I’m trying to run some proof of concept/performance tests on BatchRendererGroup
for batches of repetitive data (vegetation/trees/etc) in place of Graphics.RenderMeshInstanced
as Graphics.RenderMeshIndirect
has been broken on specific machines.
I’m essentially running ~100 BRGs with a few hundred instances each (not ideal, but an easier migration to test). Each BRG is basically using the code out of the BatchRendererGroup documentation.
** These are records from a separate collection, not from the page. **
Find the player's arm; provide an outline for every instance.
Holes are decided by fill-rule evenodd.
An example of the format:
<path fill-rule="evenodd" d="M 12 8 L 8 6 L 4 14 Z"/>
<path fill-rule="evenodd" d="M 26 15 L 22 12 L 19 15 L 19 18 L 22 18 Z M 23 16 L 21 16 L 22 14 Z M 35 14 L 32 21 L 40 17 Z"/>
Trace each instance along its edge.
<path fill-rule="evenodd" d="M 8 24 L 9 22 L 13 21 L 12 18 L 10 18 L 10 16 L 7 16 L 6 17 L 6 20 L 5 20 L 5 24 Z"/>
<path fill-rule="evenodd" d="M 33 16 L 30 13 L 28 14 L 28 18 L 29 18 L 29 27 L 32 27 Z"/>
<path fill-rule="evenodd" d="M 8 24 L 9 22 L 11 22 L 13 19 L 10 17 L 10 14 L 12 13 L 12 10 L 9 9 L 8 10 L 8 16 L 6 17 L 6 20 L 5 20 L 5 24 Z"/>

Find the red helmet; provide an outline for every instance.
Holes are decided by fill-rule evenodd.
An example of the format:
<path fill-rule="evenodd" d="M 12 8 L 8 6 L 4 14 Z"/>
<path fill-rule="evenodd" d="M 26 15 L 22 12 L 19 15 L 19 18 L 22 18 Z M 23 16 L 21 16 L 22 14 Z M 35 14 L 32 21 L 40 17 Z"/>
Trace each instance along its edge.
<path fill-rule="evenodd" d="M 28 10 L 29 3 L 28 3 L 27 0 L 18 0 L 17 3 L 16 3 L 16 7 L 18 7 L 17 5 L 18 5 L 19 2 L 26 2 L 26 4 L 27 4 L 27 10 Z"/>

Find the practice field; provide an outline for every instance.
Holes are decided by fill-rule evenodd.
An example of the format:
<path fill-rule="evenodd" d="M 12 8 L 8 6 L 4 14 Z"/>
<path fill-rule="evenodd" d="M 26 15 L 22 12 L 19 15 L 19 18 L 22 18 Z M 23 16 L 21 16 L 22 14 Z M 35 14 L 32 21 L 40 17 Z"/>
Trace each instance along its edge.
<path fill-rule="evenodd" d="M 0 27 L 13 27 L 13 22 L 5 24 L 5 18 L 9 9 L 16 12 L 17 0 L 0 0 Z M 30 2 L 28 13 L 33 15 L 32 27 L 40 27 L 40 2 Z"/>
The only real difference being that my matrix data is NativeArray<float4x4>
, which I then use jobs to convert to two NativeArray<PackedMatrix>
for the world/object data, and then call GraphicsBuffer.SetData(...)
like the example.
Since this results in needing 2 more NativeArrays
, I converted this block to instead use GraphicsBuffer.LockBufferForWrite(...)
, slice the returned NativeArray
into two parts, and have my job write directly to that NativeArray
.
Essentially:
// Run job...Then:
graphicsBuffer.SetData(zero, 0, 0, 1);
graphicsBuffer.SetData(matricesNativeArray, 0, (int)(byteAddressObjectToWorld / PackedMatrix.size), Count);
graphicsBuffer.SetData(inverseMatricesNativeArray, 0, (int)(byteAddressWorldToObject / PackedMatrix.size), Count);
changed to:
NativeArray<PackedMatrix> matrices = graphicsBuffer.LockBufferForWrite<PackedMatrix>((int)(byteAddressObjectToWorld / PackedMatrix.size), Count * 2);
NativeSlice<PackedMatrix> forwardMatrices = matrices.Slice(0, Count);
NativeSlice<PackedMatrix> inverseMatrices = matrices.Slice(Count, Count);
// Run job on forwardMatrices & inverseMatrices...
graphicsBuffer.UnlockBufferAfterWrite<PackedMatrix>(Count * 2);
It all works, but unexpectedly, this results in approximately a 10% increase in GPU frame timing in the Editor, Development builds, and approximately the same increase in release builds.
I’m not sure why this would matter - I expected differences in how long it may take my code to assemble the batch data and write it to the GraphicsBuffer
, maybe differences in the job runtime due to caching or something… but once that code completes, it doesn’t run again, the data should be exactly the same, and I’m just submitting the same exact draw commands to BatchCullingOutput
so I’m not sure why this would impact the actual render timings.
Is LockBufferForWrite
structuring the memory differently somehow? Is there something I’m missing with how this executes? Or is this just a bug?
FWIW, this is Unity 2023.2 and HDRP 16.0.5. I know the BRG APIs have at least been updated but can’t tell if this is something that’s been addressed.